Distinguished Revolver Match; Spirit of the Game

  • Keine Angst, schwer mach ich mir's nicht.

    Diese Disziplin hatte ich eigentlich nur gewählt, weil ich dafür halt keinen Revolver habe, aber bei erneuter Recherche der Sportordnung ist mir aufgefallen, dass ich meinen DSB-Revolver auch bei der normlen 1500 gar nicht nutzen dürfte, weil das Abzugsgewicht zu gering ist. Also muss ich den bedürfnistechnischen "Umweg" über Distinguished Revolver gar nicht gehen. Hatte jetzt nur nochmal nachgefragt, weil es trotzdem schön wäre sich das offen zu halten.

    Ich will dir jetzt nicht wiedersprechen, weil du wesentlich mehr Erfahrung hast und ich dir auch sehr dankbar für deine Antworten und deine Geduld bin, aber trotzdem würde ich meinen, das es okay wäre, sofern es genauso gemacht wird wie damals bei S&W. Bei den älteren Modellen (bis 686-4) ist das Rampenkorn stets untrenbar mit dem Lauf verbunden und die Targetkorne sind verstiftet. Ich würde meinen die haben das auf Kundenwunsch im Werk immer ähnlich gelöst.

    Wenn ich also ein original Korn von S&W für ca. 8$ bestellen würde und ein guter Büchsenmacher das genau wie bei dem in deinem Link gezeigten 686 einlassen und verstiften würde, dann würde sich ja gegenüber einem der mit diesem Korn aus der Fabrik gekommen ist nichts ändern.

    Ich will nicht beratungsresistent wirken und mir geht es auch gar nicht darum, dass das eh keiner merkt, ich finde das aber trotzdem recht interesant, zumal die LPA-Kimme, die vielleicht in einer Serie nie verbaut wurde dann wieder ok ist.


    Wie gesagt es interesiert mich einfach nur und es soll keine Provokation oder ein Besserwissen sein.
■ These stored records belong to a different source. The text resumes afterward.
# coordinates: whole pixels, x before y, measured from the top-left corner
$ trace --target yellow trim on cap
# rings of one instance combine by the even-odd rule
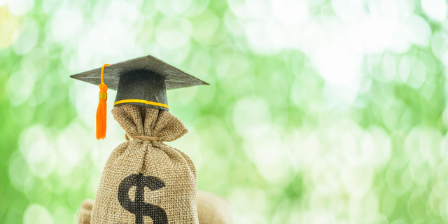
[[[158,103],[158,102],[152,102],[150,101],[146,101],[146,100],[144,100],[144,99],[123,99],[123,100],[120,100],[120,101],[118,101],[118,102],[115,102],[113,104],[113,106],[115,106],[115,105],[120,104],[124,104],[124,103],[141,103],[141,104],[148,104],[148,105],[154,105],[154,106],[162,106],[162,107],[166,107],[167,108],[169,108],[169,107],[168,107],[168,105],[167,105],[167,104],[160,104],[160,103]]]

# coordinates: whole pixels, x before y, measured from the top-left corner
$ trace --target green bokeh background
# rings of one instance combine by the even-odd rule
[[[98,88],[71,74],[146,55],[169,144],[234,223],[448,223],[444,0],[0,0],[0,223],[74,223],[109,153]]]

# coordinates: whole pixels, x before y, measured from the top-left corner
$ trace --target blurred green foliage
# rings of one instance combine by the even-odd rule
[[[168,92],[169,144],[234,223],[447,223],[447,8],[0,1],[0,223],[75,223],[125,139],[69,75],[150,54],[211,84]]]

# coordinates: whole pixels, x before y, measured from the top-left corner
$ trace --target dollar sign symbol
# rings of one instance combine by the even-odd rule
[[[136,186],[135,200],[131,201],[129,190]],[[165,211],[158,206],[145,203],[145,187],[156,190],[165,186],[163,181],[155,176],[132,174],[124,178],[118,187],[118,201],[123,209],[135,215],[135,223],[144,224],[143,216],[149,216],[154,224],[167,224]]]

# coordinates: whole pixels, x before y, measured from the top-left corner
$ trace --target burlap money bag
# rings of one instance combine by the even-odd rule
[[[200,224],[230,223],[230,204],[217,195],[206,191],[197,191],[197,216]],[[90,224],[92,206],[94,202],[85,200],[79,209],[78,224]]]
[[[198,223],[195,164],[163,144],[188,132],[182,122],[169,111],[130,104],[112,114],[133,140],[107,160],[91,223]]]

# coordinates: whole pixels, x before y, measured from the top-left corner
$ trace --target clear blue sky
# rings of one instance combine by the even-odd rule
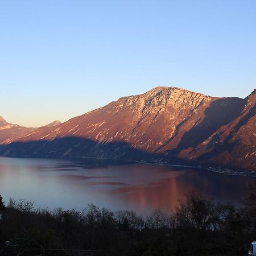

Ich hab vielleicht auch gerade einfach zu viel Zeit und tausche mich vielleicht auch einfach nur zu gerne über's Hobby aus, was in der realen Welt magels schiesssportbegeistertem Umfeld nicht immer ganz einfach ist.


    Beste Grüße und nichts für ungut!

    Shortbreaker

  • Alles gut.

    Ich mache die SpO nicht, ich muss sie auf meinen Wettkämpfen nur durchsetzen.

    Ich werde Dir nicht empfehlen die o.g. Arbeiten ausführen zu lassen weil es wahrscheinlich eh niemand jemals bemerken würde, aber die Waffe nun mal eben an einem wesentlichen Teil bearbeitet wird, Neubeschuß, dann siehts doch mal jemand und dann war alles für die Katz.


    Ich habe leider schon reichlich Schützen den Start verweigern müssen weil sie mit offensichtlich veränderten Waffen angetreten sind wo sie es nicht durften. Tut mir immer leid, aber wir haben die SpO an die wir uns halten müssen.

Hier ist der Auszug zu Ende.